Fabrice Feinstein, a professor at the University of Ais-Marsella and a researcher at the Marsella Physics Center, will take part in the conference.
The conference will be held on Monday, February 18, at 19.00 in the Morabank conference room.
Admission is free.
Until Sunday, 17th February at the University of Andorra, Sant Julià de Lòria. Marie Curie, the woman with two Nobel prizes. The University of Andorra (UdA) is hosting the exhibition thanks to the collaboration with the Andorran-French Alliance and the Ministry of Education and Higher Education.
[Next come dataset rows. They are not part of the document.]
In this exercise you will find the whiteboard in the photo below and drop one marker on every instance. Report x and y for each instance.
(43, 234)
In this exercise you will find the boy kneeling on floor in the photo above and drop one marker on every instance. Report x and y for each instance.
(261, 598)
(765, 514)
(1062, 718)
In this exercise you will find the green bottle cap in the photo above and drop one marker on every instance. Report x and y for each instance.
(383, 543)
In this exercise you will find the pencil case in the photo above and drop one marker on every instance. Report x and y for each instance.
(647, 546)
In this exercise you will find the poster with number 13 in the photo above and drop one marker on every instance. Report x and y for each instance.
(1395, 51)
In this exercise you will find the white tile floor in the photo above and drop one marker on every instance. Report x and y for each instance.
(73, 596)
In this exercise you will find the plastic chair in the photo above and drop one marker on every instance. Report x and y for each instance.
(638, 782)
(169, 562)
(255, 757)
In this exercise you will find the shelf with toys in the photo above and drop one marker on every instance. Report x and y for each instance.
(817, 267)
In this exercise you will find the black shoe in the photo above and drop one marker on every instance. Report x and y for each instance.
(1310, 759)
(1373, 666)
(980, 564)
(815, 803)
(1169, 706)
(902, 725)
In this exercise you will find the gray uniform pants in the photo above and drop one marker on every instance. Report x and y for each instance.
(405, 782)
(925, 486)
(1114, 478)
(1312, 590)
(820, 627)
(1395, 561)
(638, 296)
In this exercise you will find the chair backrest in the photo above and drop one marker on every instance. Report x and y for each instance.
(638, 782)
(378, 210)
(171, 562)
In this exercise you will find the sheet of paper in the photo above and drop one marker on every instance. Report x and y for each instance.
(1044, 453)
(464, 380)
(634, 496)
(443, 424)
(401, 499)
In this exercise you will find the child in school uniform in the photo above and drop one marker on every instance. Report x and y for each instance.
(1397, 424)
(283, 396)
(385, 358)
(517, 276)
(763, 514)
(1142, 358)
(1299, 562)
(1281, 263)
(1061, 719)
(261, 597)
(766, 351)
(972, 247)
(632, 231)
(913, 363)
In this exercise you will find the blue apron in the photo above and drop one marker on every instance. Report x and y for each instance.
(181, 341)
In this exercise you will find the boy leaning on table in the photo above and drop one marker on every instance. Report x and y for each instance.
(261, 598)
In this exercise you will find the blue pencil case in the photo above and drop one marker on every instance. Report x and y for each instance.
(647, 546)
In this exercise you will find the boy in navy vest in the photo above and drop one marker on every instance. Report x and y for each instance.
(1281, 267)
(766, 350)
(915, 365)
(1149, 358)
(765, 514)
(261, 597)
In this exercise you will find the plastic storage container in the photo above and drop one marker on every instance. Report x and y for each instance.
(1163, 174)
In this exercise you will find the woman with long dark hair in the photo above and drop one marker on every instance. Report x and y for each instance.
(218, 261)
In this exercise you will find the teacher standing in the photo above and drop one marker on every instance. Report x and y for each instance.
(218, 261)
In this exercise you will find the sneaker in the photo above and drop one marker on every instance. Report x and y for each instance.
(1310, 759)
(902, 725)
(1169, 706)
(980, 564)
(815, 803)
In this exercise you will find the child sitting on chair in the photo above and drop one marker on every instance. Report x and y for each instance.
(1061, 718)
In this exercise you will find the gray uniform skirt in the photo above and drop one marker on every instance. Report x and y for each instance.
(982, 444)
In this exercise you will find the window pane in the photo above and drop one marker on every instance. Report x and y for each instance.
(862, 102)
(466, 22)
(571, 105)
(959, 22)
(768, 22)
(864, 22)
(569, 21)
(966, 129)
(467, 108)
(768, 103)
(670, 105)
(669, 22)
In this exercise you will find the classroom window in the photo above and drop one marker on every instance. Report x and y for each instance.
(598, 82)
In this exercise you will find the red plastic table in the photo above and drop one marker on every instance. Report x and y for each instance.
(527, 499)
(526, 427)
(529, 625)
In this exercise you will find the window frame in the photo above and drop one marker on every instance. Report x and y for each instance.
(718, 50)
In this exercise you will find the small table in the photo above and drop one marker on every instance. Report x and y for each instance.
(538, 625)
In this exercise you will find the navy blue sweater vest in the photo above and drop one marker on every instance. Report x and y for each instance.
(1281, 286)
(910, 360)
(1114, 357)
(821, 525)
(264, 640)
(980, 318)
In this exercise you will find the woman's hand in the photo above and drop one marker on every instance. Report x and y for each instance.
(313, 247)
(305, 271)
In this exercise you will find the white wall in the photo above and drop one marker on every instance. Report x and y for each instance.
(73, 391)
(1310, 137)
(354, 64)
The exhibition consists of twelve panels that display the biography of this French scientific personality of Polish origin. Marie Curie (1867-1934) was a pioneering researcher in the field of radioactivity (a word that she coined). She promoted the use of X-ray machines and discovered two new elements of the periodic table: radium and polonium. She was the first woman to take her doctorate in physics in France, and the first and only person to date to receive two Nobel Prizes in two different scientific domains: that of Physics in 1903 for her discoveries in the field of radioactivity, and Chemistry in 1911 for the isolation of pure radium. With this exhibition, the University of Andorra wants to pay homage and make known to new generations, a character who is admired for both her work and her strength, and for having reached so far in a time when women’s access to higher education was almost non-existent.